March 23, 2008

Nicholson Baker's Scummy Little Book

Abu Muqawama has a question: why have both the Los Angeles Times and the New York Times enlisted two radical leftists -- Mark Kurlansky and Colm Toibin, respectively -- to review novelist Nicholson Baker's new revisionist history of the Second World War (in which Churchill is revealed to be a madman and the Nazis apparently responsive to non-violent negotiations)? Why not get a serious historian of the Second World War, who might be able to point out, as Glenn Altshuler did -- not a serious historian of WWII, per se, but a very serious academic historian nonetheless -- the book's infuriating methodology and selective use of sources?

Instead, in the New York Times today, Colm Toibin has high praise for Nicholson Baker's new account of the Second World War II, calling it "an eloquent and passionate assault on the idea that the deliberate targeting of civilians can ever be justified."

What a bunch of rubbish. You don't need to cherry pick the facts to make that argument. You do, however, need to be delusional to make the arguments Baker makes about pacifism in the face of the Nazi threat.

And Abu Muqawama wonders what Toibin's grandfather -- a veteran of the IRA; Toibin hails from a staunchly republican family -- would have thought of his grandson's idea that civilians should never be targeted in wartime. Because targeting the British civilian infrastructure is exactly what the IRA did in the years after WWI (when Toibin's grandfather was interned in a Welsh prison).

Abu Muqawama wishes a book review editor would do as the Boston Globe did and hire an actual academic historian (Kurlansky writes good pop history, though his book on 1968 is one long love letter to the soixante-huitards) -- preferably one of the Second War War, such as Tom Childers or John Keegan -- to run roughshod over Baker's fantasy history.

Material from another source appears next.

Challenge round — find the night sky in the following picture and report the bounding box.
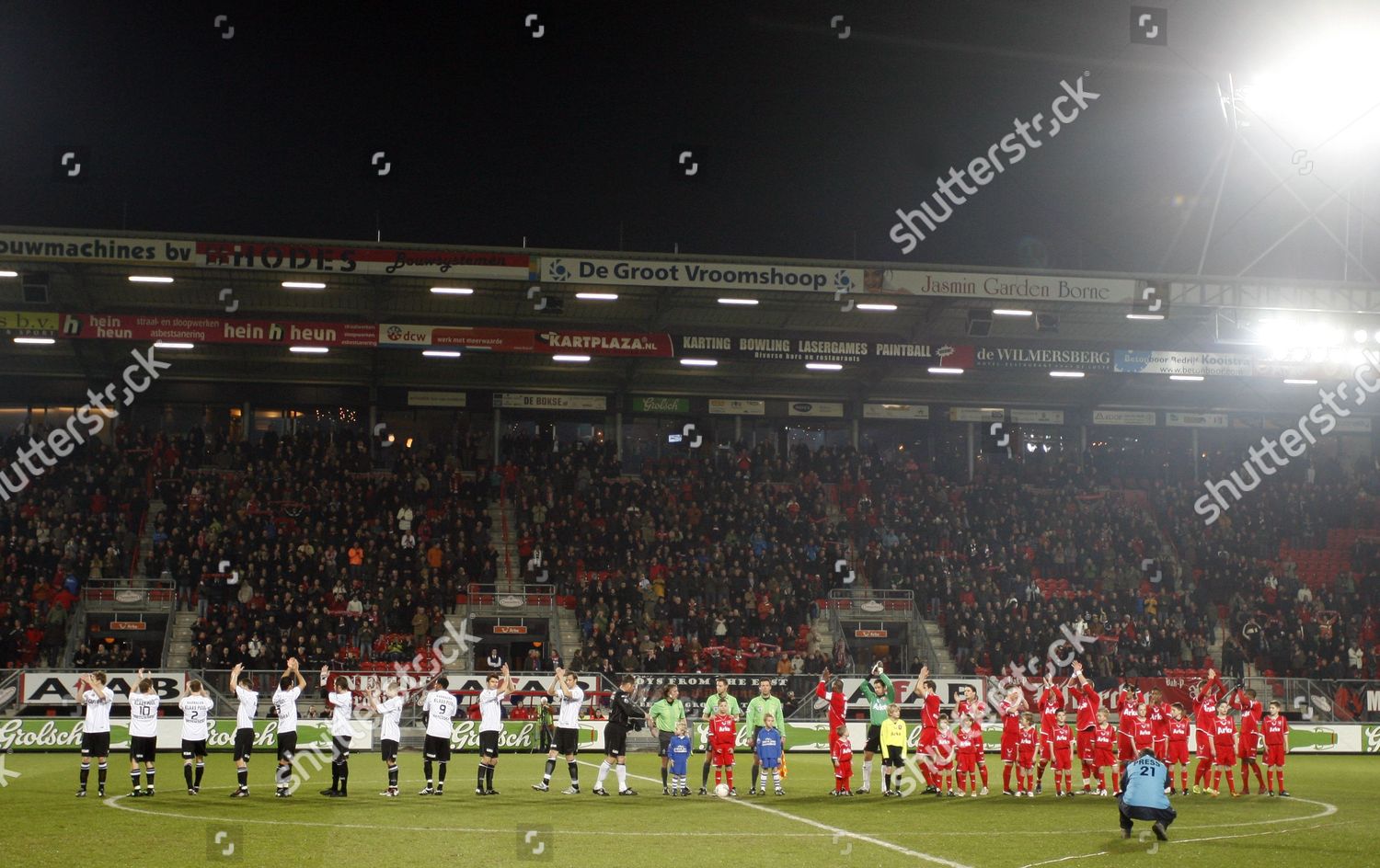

What a bunch of -- oh, Happy Easter, everybody.

P.S. This title is stolen from the way in which Leon Wieseltier describes Baker's last novel, a fantasy about assassinating George W. Bush.

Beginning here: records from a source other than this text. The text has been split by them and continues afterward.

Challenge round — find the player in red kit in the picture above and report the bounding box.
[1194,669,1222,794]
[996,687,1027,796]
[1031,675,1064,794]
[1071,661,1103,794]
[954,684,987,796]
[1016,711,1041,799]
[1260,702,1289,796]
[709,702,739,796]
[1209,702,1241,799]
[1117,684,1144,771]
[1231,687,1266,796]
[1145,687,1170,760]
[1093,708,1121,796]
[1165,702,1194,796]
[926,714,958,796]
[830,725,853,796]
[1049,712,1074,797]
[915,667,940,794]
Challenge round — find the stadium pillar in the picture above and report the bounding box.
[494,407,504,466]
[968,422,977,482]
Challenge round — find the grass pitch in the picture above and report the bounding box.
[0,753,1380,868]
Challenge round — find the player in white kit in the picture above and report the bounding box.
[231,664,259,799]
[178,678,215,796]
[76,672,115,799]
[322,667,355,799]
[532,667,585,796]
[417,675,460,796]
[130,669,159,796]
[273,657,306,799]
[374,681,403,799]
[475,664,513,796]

Update: FFT (Former Flatmate Theo) points out that William Grimes smacked Nicholson Baker around in the New York Times Arts section a week ago. Muddled and often infuriating, “Human Smoke” sounds its single, solemn note incessantly, like a mallet striking a kettle drum over and over. War is bad. Churchill was bad. Roosevelt was bad. Hitler was bad too, but maybe, in the end, no worse than Roosevelt and Churchill.